Das bestätigt eine EU-Studie zum Alkoholismus in Europa insofern, als in den meisten Ländern der EU alkoholische Getränke seit Mitte der 1990er Jahre viel billiger geworden sind und ein enger Zusammenhang zwischen dem Ausmaß des Alkoholkonsums und der Erschwinglichkeit von alkoholischen Getränken besteht. Nach Ansicht der Forscher sind die unerwünschten gesundheitlichen Effekte im Wesentlichen darauf zurückzuführen, dass in der Mehrzahl der EUMitgliedsstaaten die Alkohol-Preispolitik aus fiskalpolitischer und selten aus Public Health-Sicht verstanden und betrieben wird.

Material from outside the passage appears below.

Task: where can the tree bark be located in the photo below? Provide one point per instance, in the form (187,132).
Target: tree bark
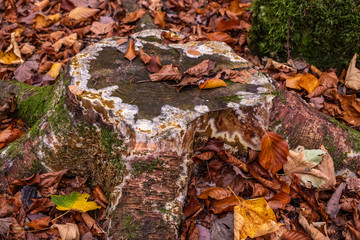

Die Resultate der Studie der Bundeszentrale für gesundheitliche Aufklärung zeigen, dass die kontinuierlichen Präventionsmaßnahmen wie die Kampagne „Null Alkohol – Voll Power“ oder das Alkoholverbot auf Bahnhöfen, bei der Zielgruppe Jugendliche und junge Erwachsene in Deutschland langsam aber sicher greifen.

Orpheus-Programm – die Details

Das Orpheus-Programm soll durch unterschiedliche Module Patienten zur Neu- und Wiederentdeckung der eigenen Lebenskräfte motivieren – ganz nach dem Motto: Wo das Leben wieder schön, freud- und sinnvoll wird, haben Suchtmittel keine Verführungskraft. Die verschiedenen Orpheus-Module sind: Sensibilitäts- und Sensitivitätsmodule, Aufmerksamkeitsund Achtsamkeitsmodule, Kreativitäts- und Lebensneugestaltungsmodule, Bewegungs- und Kulturmodule sowie Genussintensivierungsmodule.